- Map of Baden-Württemberg highlighting Tübingen
- Country: Germany
- State: Baden-Württemberg
- Region seat: Tübingen

Government
- • District President: Klaus Tappeser (CDU)

Area
- • Total: 8,917.82 km^{2} (3,443.19 sq mi)

Population (31 December 2024)
- • Total: 1,904,079
- • Density: 213.514/km^{2} (552.999/sq mi)

GDP
- • Total: €103.529 billion (2024)
- • Per capita: €54,374 (2024)
- Website: https://rp.baden-wuerttemberg.de/rpt/Seiten/default.aspx

= Tübingen (region) =

Tübingen is one of the four Administrative Regions (Regierungsbezirke) of Baden-Württemberg, Germany, located in the south-east of the state. It covers most of the German shore of Lake Constance (Bodensee), and also the beginning of the Danube River valley. It is sub-divided into the three regions (Regionalverband): Neckar-Alb, Donau-Iller and Bodensee-Oberschwaben. Donau-Iller also includes three districts and one city of Bavaria.

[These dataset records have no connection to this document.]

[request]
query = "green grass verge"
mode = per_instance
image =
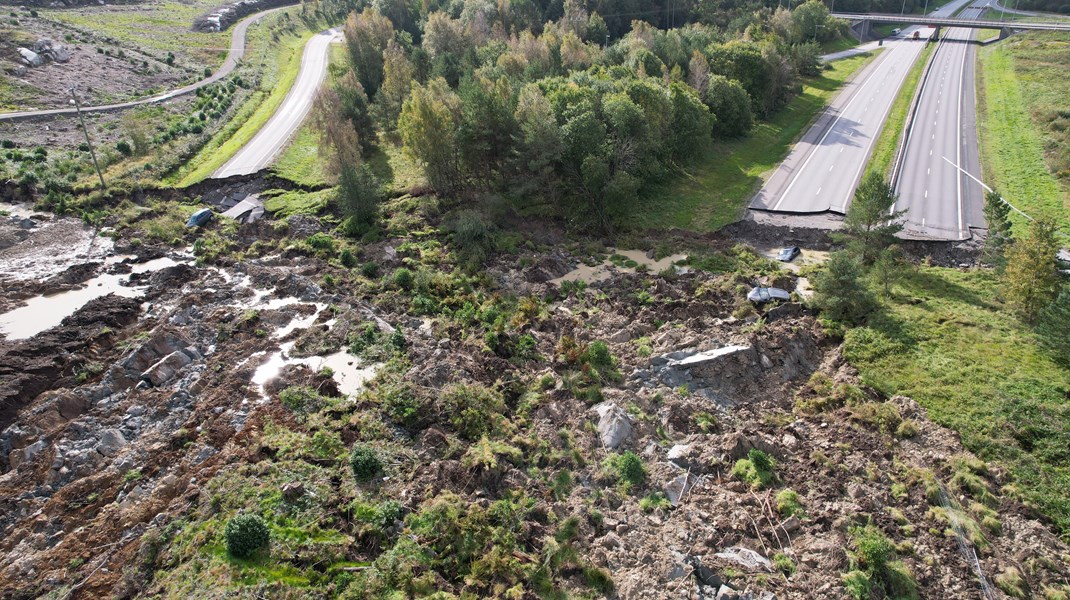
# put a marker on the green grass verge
(153, 27)
(891, 133)
(301, 162)
(281, 204)
(1022, 123)
(946, 340)
(716, 189)
(838, 45)
(251, 116)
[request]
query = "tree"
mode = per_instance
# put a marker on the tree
(870, 225)
(730, 105)
(691, 123)
(358, 196)
(744, 62)
(428, 126)
(997, 217)
(698, 73)
(1053, 327)
(339, 144)
(487, 127)
(1030, 278)
(367, 35)
(888, 268)
(839, 291)
(397, 81)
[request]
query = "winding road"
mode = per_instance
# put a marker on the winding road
(233, 57)
(942, 202)
(272, 138)
(822, 171)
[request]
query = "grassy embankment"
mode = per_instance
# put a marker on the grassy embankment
(1024, 123)
(281, 64)
(891, 134)
(945, 339)
(301, 162)
(716, 190)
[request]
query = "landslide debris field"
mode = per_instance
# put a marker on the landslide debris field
(403, 424)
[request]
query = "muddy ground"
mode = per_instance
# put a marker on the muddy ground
(104, 70)
(121, 425)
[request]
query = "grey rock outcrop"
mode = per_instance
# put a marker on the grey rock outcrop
(614, 425)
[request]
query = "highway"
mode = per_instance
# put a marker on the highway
(822, 171)
(233, 57)
(272, 138)
(942, 202)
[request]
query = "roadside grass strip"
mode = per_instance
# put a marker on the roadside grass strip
(716, 189)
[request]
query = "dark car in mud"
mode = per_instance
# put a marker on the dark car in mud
(789, 254)
(762, 295)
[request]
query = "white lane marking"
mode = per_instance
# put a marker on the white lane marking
(831, 127)
(958, 147)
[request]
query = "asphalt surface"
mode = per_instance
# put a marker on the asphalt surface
(941, 201)
(822, 171)
(272, 138)
(233, 57)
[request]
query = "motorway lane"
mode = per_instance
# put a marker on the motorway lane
(941, 202)
(233, 57)
(272, 138)
(822, 171)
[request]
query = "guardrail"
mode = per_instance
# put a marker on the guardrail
(944, 21)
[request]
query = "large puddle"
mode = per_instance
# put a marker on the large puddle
(46, 311)
(49, 247)
(347, 370)
(630, 262)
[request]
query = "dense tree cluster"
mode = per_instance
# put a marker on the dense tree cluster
(574, 104)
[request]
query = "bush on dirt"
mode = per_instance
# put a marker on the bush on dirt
(246, 535)
(758, 468)
(473, 410)
(626, 468)
(365, 462)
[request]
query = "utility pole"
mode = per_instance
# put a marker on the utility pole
(85, 129)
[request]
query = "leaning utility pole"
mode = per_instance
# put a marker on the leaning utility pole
(85, 129)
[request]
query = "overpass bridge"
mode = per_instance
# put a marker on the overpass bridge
(1004, 26)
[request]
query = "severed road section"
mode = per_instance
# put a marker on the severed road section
(272, 138)
(822, 171)
(942, 202)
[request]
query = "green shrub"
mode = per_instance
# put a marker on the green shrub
(758, 470)
(627, 468)
(403, 278)
(783, 564)
(370, 270)
(246, 534)
(789, 505)
(365, 462)
(653, 502)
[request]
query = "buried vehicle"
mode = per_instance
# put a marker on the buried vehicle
(762, 295)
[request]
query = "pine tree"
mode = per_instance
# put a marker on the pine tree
(870, 226)
(1030, 279)
(839, 291)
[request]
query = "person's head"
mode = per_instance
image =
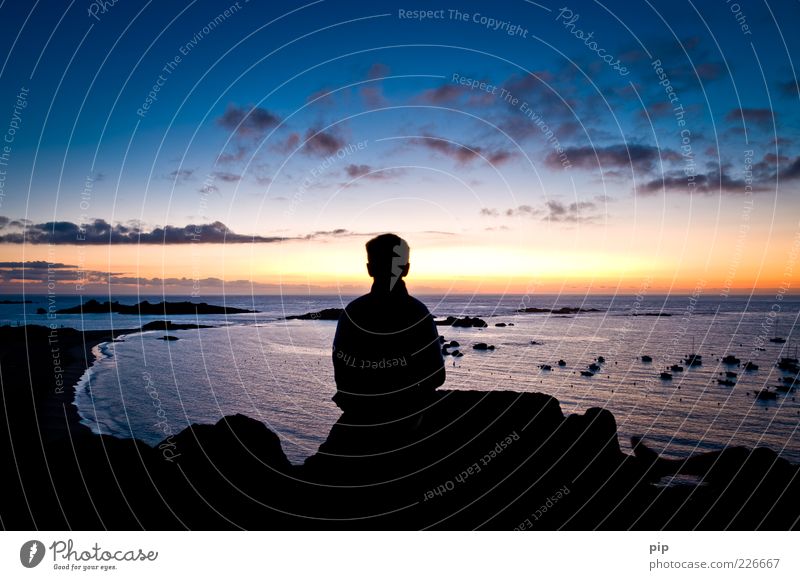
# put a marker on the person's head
(387, 258)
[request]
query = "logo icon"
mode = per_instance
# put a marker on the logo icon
(31, 553)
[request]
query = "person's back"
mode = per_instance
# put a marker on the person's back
(386, 354)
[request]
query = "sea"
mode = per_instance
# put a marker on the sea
(280, 372)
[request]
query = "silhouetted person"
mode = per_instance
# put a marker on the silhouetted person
(387, 358)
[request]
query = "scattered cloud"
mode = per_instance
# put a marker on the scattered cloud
(100, 232)
(552, 211)
(447, 94)
(354, 171)
(639, 157)
(226, 176)
(463, 154)
(760, 117)
(323, 143)
(575, 212)
(181, 175)
(247, 120)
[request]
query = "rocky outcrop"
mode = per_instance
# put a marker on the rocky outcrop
(326, 314)
(465, 322)
(473, 460)
(563, 310)
(145, 308)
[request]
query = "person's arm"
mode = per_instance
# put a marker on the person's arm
(431, 361)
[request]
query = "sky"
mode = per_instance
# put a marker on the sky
(579, 147)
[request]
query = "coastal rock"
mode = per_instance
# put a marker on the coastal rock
(473, 460)
(169, 325)
(330, 314)
(145, 308)
(482, 346)
(465, 322)
(563, 310)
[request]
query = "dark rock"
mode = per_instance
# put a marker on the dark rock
(145, 308)
(563, 310)
(169, 325)
(330, 314)
(466, 322)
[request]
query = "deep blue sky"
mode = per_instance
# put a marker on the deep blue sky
(391, 87)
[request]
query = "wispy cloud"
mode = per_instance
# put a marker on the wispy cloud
(323, 143)
(247, 120)
(463, 154)
(100, 232)
(639, 157)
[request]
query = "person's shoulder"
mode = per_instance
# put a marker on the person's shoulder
(358, 303)
(418, 305)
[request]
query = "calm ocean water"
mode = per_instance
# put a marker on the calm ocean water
(280, 371)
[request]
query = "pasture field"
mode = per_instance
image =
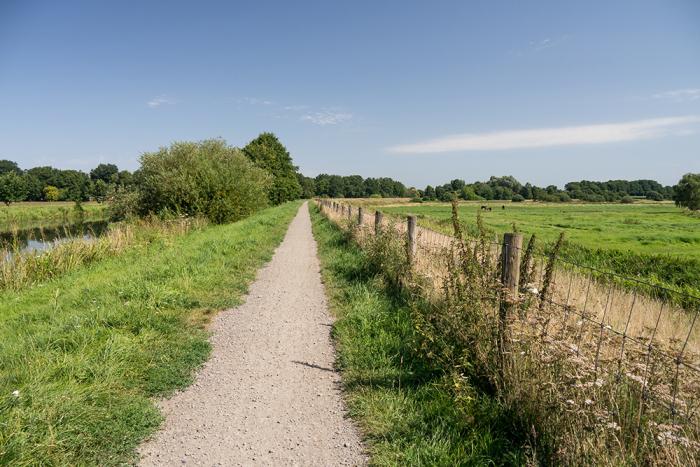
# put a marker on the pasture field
(84, 355)
(30, 214)
(654, 242)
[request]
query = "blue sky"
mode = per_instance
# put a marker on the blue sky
(547, 91)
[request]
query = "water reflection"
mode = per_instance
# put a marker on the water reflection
(43, 238)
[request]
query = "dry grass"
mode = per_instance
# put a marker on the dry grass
(25, 269)
(598, 366)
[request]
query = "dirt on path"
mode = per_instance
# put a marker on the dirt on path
(269, 394)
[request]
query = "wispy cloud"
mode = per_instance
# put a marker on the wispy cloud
(160, 100)
(679, 95)
(545, 137)
(326, 117)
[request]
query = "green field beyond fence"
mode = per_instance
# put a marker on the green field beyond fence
(655, 242)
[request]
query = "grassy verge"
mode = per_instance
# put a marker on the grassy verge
(87, 352)
(404, 405)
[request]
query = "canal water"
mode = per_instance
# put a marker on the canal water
(43, 238)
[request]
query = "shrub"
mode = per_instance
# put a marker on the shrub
(268, 153)
(655, 196)
(207, 178)
(51, 193)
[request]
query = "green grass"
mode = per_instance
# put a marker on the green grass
(405, 408)
(89, 351)
(654, 242)
(31, 214)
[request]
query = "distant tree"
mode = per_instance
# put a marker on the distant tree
(308, 186)
(267, 152)
(99, 190)
(687, 192)
(9, 166)
(104, 172)
(13, 187)
(207, 178)
(51, 193)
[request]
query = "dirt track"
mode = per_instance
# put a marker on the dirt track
(269, 394)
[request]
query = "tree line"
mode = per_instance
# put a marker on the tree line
(509, 188)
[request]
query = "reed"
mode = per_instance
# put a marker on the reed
(20, 270)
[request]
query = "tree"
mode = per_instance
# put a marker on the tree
(51, 193)
(308, 187)
(13, 187)
(207, 178)
(100, 190)
(104, 172)
(9, 166)
(268, 153)
(687, 192)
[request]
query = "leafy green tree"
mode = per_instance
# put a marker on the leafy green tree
(267, 152)
(9, 166)
(13, 187)
(308, 186)
(99, 189)
(104, 172)
(51, 193)
(207, 178)
(687, 192)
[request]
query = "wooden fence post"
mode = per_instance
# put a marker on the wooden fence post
(411, 240)
(510, 277)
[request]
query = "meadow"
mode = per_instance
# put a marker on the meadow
(84, 353)
(655, 242)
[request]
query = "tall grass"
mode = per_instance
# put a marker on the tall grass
(30, 214)
(403, 402)
(575, 392)
(82, 356)
(26, 269)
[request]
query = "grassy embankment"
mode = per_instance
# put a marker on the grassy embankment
(654, 242)
(88, 351)
(30, 214)
(404, 406)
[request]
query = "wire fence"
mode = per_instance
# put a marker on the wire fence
(615, 330)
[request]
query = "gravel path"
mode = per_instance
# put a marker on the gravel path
(269, 394)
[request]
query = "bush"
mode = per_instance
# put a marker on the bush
(655, 196)
(207, 178)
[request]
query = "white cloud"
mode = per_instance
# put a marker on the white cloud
(545, 137)
(679, 95)
(158, 101)
(326, 118)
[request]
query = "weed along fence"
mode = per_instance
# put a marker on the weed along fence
(616, 355)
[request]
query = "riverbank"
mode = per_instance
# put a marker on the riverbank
(83, 355)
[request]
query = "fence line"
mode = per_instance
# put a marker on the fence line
(613, 333)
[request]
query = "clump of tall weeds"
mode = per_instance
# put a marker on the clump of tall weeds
(18, 269)
(561, 408)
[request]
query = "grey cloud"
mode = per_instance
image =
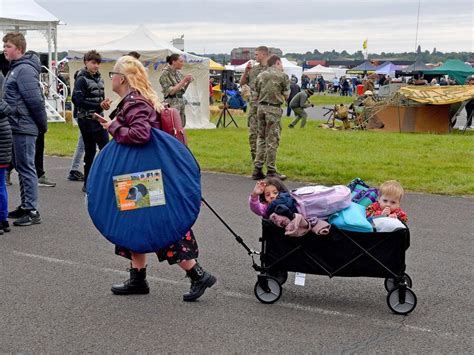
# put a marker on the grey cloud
(245, 12)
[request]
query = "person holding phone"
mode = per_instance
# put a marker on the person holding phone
(174, 84)
(136, 114)
(89, 98)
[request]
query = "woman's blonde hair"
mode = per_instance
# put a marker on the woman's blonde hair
(137, 78)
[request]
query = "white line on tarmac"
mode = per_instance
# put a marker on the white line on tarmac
(237, 295)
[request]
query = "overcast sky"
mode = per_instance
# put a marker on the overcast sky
(217, 26)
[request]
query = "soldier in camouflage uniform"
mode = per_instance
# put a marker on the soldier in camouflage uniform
(272, 87)
(250, 77)
(174, 84)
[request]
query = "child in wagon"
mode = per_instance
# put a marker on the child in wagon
(388, 204)
(271, 199)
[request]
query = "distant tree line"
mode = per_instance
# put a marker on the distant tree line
(426, 56)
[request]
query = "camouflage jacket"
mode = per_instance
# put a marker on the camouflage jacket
(170, 78)
(272, 86)
(252, 77)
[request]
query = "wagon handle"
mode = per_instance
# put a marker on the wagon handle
(237, 237)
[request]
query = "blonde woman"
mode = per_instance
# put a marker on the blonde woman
(132, 120)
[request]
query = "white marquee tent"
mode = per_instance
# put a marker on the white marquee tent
(327, 73)
(153, 55)
(27, 15)
(289, 68)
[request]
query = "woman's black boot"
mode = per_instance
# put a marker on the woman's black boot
(136, 285)
(200, 280)
(5, 226)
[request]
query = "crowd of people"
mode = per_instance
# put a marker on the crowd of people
(23, 123)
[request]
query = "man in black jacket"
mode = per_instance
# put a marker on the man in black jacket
(23, 94)
(89, 98)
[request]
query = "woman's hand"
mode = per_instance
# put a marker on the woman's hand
(105, 104)
(106, 124)
(259, 188)
(386, 211)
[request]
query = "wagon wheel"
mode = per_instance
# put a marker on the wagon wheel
(399, 304)
(280, 276)
(390, 282)
(267, 290)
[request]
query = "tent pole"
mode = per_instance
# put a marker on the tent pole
(50, 66)
(55, 39)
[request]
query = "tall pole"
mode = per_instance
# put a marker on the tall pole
(417, 24)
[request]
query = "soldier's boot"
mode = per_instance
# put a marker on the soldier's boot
(274, 173)
(136, 285)
(200, 281)
(258, 174)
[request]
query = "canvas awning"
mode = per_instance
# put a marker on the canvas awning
(438, 95)
(455, 68)
(418, 66)
(215, 66)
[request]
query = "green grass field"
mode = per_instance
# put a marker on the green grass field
(429, 163)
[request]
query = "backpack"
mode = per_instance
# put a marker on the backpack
(351, 219)
(170, 120)
(361, 193)
(321, 201)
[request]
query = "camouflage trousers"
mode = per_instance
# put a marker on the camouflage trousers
(268, 138)
(179, 104)
(252, 125)
(300, 115)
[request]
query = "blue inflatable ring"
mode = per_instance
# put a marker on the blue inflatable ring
(147, 229)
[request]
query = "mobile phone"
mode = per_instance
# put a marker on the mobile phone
(100, 118)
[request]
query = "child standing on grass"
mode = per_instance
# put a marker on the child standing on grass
(5, 159)
(388, 204)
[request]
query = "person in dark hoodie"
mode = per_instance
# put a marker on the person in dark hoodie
(22, 92)
(88, 97)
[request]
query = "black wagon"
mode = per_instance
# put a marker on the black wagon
(340, 253)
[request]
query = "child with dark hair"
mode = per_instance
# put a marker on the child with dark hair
(271, 196)
(89, 98)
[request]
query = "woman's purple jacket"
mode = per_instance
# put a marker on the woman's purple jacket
(134, 118)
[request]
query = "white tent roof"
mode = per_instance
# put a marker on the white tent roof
(288, 67)
(320, 70)
(153, 54)
(24, 13)
(140, 40)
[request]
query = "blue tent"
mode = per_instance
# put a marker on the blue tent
(363, 68)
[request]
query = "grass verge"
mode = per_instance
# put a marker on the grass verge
(421, 162)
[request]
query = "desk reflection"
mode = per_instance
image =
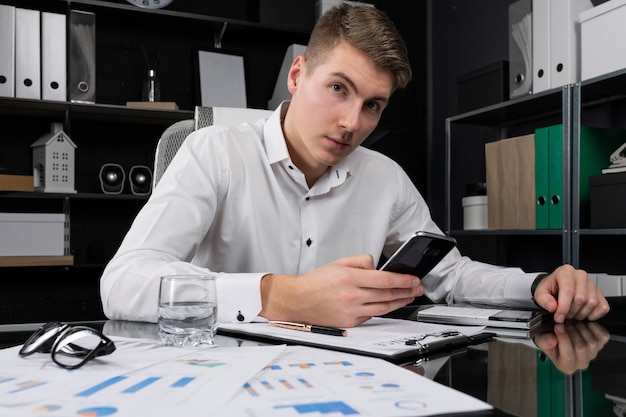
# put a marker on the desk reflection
(571, 346)
(573, 369)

| Kreise (districts) | Kreisfreie Städte (district-free towns) |
| # Alb Donau # Biberach # Bodensee # Ravensburg # Reutlingen # Sigmaringen # Tübingen # Zollernalbkreis | # Ulm |

== Economy ==
The gross domestic product (GDP) of the region was €80.8 billion in 2018, accounting for 2.4% of German economic output. GDP per capita adjusted for purchasing power was €40,100 or 133% of the EU27 average in the same year. The GDP per employee was 108% of the EU average. This makes it one of the wealthiest regions in Germany and Europe.